Mishina, who worked as Reimer's secretary from his appointment to the post in August 2009 through May 2011, filed a complaint with the Investigative Committee, the Prosecutor General's Office and an unspecified court in the summer of 2011, Izvestia said.

The Investigative Committee said on its website Tuesday that it had carried out a check and found no evidence supporting a former female prison worker's complaint that her colleagues had misused their authority. No one was identified in the agency's statement.
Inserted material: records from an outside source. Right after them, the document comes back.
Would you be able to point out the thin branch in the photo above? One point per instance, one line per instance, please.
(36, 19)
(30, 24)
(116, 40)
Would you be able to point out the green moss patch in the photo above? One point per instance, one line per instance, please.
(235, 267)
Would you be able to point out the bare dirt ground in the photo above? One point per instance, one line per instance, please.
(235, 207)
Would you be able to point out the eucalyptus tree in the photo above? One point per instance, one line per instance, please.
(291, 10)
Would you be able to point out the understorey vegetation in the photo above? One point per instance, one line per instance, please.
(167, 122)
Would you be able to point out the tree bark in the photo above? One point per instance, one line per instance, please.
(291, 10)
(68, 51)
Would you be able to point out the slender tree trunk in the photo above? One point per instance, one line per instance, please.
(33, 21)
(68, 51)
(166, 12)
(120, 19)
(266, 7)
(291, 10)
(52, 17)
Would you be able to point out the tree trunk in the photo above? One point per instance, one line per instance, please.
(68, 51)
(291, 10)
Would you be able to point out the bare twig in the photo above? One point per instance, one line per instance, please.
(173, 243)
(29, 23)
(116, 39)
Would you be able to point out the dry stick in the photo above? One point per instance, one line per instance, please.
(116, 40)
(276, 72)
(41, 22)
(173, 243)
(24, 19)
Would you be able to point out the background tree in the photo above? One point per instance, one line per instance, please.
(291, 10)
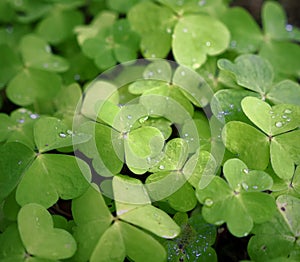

Mishina's complaint was combined with wiretapping complaints from three other prison officers — General Nikolai Starodubtsev, Colonel Vitaly Nakonechny and Lieutenant-Colonel Sergei Girich ?€” who were earlier cleared of charges of defrauding the state budget of hundreds of millions of rubles while buying equipment for the Federal Prison Service, Izvestia said.

Reached by phone, Alexander Kromin, a spokesman for the Federal Prison Service, refused to comment on the accusations against Reimer.

Since Reimer was promoted by President Dmitry Medvedev from the post of the Samara region's top cop, he has overseen a series of reforms, including the improvement of prison facilities and layoffs aimed at increasing the salaries of the remaining prison staff.

Reimer made many enemies when he fired about 20 generals and a dozen lower-ranking prison officials in the summer of 2010, said Kirill Kabanov, head of the nongovernmental National Anti-Corruption Committee, Izvestia reported.

With the mass firings of prison officials, "Medvedev's supporters got access to huge financial resources," Stanislav Belkovsky, an independent political analyst and one-time Kremlin insider, told Partner-inform.de in 2010.

Reimer, 53, is a protege of Justice Minister Alexander Konovalov, a close ally of Medvedev, and at the agency he succeeded Yury Kalinin, who had close links to Deputy Prime Minister Igor Sechin, himself a close ally of Prime Minister Vladimir Putin, Compromat.ru reported, citing a Russian Newsweek report.